Analysis Of The Significance Of Ophelia’s Madness

May 30, 2021 by Essay Writer

The play, The Tragedy of Hamlet The Prince of Denmark, follows the story of Hamlet shortly after his beloved father’s murder. Hamlet learns that Claudius, his stepfather and uncle, poisoned his brother and the ghost of his father wants his death to be avenged. Claudius uses Rosencrantz, Guildenstern, Polonius, and Polonius’s daughter Ophelia to spy on the young prince. This caused Hamlet to lose his trust in his lover, Ophelia, and pretends to be insane to throw the spies off his plan to murder his uncle and the new king. Hamlet accidentally murders Polonius during his first attempt to kill Claudius which leads to Ophelia to become mad herself. Ophelai is seen as “…a cult figure embodying their own turbulent hopes,” (Romanska 485). The significance of Ophelia’s madness is to signify her losing two of the most important men in her life, Polonius and Hamlet. It is clear that Ophelia is grieving over the death of her father, Polonius, when Horatio says “She speaks much of her father, says she hears…” (Shakespeare IV 4-5), but a secondary cause of Ophelia’s madness may be due to her failed relationship with Hamlet as well.

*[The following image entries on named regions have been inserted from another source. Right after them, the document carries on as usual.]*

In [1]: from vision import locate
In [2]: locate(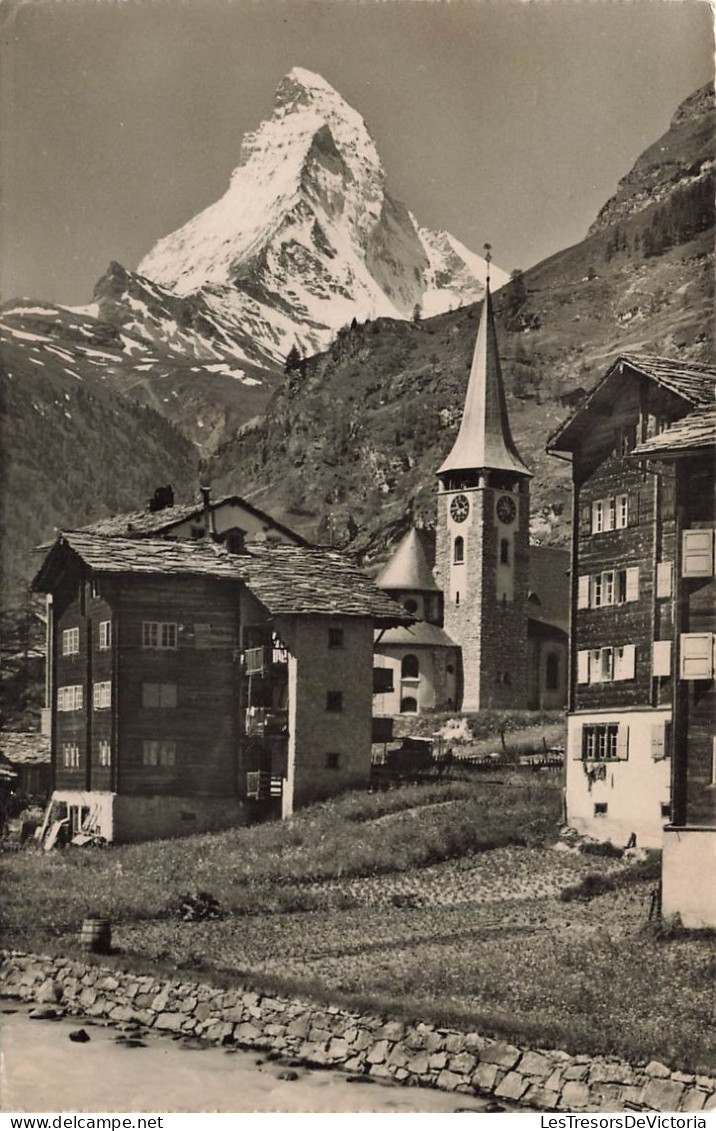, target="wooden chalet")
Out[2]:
[547,354,716,847]
[33,519,409,841]
[633,404,716,929]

The evidence suggesting that she is simply mourning her father is clear in lines from her many songs and prove she is grieving over her father like in the lines, “His beard as white as snow…” (Shakespeare IV 190-191). This line references her father because he was an older man and because of this detail it shows that Polonius’s death has taken its toll on Ophelia’s psyche causing her to sing bitter songs. There are further references to Ophelia’s father, such as “I would give you some violets, but they withered all when my father died,” show Ophelia’s shattered mental state, as she is constantly fixating on the death of Polonius, so much that everything reminds her of his passing (Shakespeare IV 180-181). Ophelia’s madness is overtaking her so much so that she does not even recognize whom she is talking to like her brother, Laertes. Polonius was such a vital figure in her life, she is insane beyond help and thus does not recognize her own brother nor anyone else she speaks to.

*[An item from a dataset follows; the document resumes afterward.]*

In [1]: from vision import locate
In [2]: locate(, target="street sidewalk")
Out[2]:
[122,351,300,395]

However, the sexual references in Ophelia’s songs account for her obsession with the now mad Hamlet, as in “promising his love” to her earlier in the play and then being scorned, she is doubly heartbroken by his absence alongside the death of her father. With lines like “Young men will do’t if they come to’t…” might signify an oblique reference to a promiscuous man who promises love but backs out after a brief time (Shakespeare IV 59-60). The line shortly after is, “You promised me to wed…” which might claim Hamlet to be a cause of her deteriorating mental state (Shakespeare IV 62-64). Though the man in the song has promised the speaker that they will soon wed, he has left her for no apparent reason and like Hamlet’s alleged claims of love and marriage to Ophelia, has also Hamlet broken those vows for reasons unknown to Ophelia. It is likely that Ophelia fixated upon Hamlet’s oath breaking so much that in not requiting her love, Hamlet had broken both her heart and her poor mind. Ophelia exists as a tragic character in Hamlet and one that is entirely pitiable because of unfortunate circumstances that she has been put through.